March 18, 2015
Dopo il rally in Mongolia e il viaggio in
Bolivia con il progetto Kamlalaf da cui ha tratto
spunto per realizzare il documentario “Diario in Bolivia”, per il
ventottenne videomaker Federico Maccagni è tempo di una nuova avventura.
Con Uiki onlus (Ufficio di Informazione del Kurdistan
in Italia), partirà infatti oggi alla volta del Kurdistan, cinque anni
dopo la sua prima esperienza nelle aree abitate dal popolo curdo, oggi
prevalentemente suddivise tra Iraq, Siria e Turchia.
http://www.piacenza24.eu/rsplayer.php?n=64778&v=119359.mp3
“Non si tratta di un
viaggio organizzato per motivi umanitari – spiega Maccagni. Il
nostro obiettivo sarà quello di metterci in contatto con le istituzioni
curde e riportare a casa uno sguardo non mediato della realtà del popolo
curdo”. Una realtà composta da circa 36
milioni di persone che da decenni chiedono invano il riconoscimento della
propria indipendenza o quantomeno della propria autonomia amministrativa. Rivendicazione
che è costata l’ergastolo per il leader curdo del Pkk (Partito dei
Lavoratori Kurrdistan) Abdullah Ocalan, rinchiuso dal 1999
nell’isola-prigione turca di Imrali e condannato
con l’accusa di attività separatista armata.
Difficile anche solo stimare il numero dei
prigionieri curdi presenti nelle carceri turche. C’è chi parla di
centinaia e chi di diverse migliaia di detenuti in condizioni drammatiche, in
un paese che punisce per attività separatista la semplice esposizione di
una bandiera curda con la reclusione, nella cornice di un sistema detentivo
caratterizzato anche dalla presenza di diversi minori, colpevoli di aver
manifestato pubblicamente il proprio dissenso verso il governo turco.

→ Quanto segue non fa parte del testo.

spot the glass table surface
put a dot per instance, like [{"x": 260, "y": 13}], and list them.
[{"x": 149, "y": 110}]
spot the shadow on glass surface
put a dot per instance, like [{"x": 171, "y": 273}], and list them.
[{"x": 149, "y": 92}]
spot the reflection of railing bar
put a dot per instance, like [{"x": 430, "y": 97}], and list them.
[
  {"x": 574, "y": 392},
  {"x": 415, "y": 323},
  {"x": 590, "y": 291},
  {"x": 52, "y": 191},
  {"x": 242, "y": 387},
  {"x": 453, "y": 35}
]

Eppure in questo contesto tragico, c’è
anche lo spazio per gioire: nella città curda di Kobane in Siria, dopo
quattro mesi di assedio da parte dei militanti dell’Isis, è
tornata a sventolare la bandiera curda. “Durante la nostra permanenza in
territorio curdo – continua Maccagni – pernotteremo
prevalentemente nella città di Diyarbakir, ma raggiungeremo anche alcuni
campi profughi vicino al confine siriano e alla città di Kobane. L’insegnamento
più grande che mi porto dentro dopo il mio
primo viaggio in Kurdistan è certamente la grande forza con cui questo
popolo difende la propria identità. Qualcosa di
toccante e a cui noi italiani non siamo abituati. Ma oggi è
importante ritornare perchè la situazione è mutata e
l’esperienza dei curdi del Rojava (una regione situata nella Siria
nordorientale) sta portando avanti un’idea di Islam
basata sulla parità di genere, qualcosa di molto diverso
dall’immagine stereotipata dipinta spesso da noi europei”.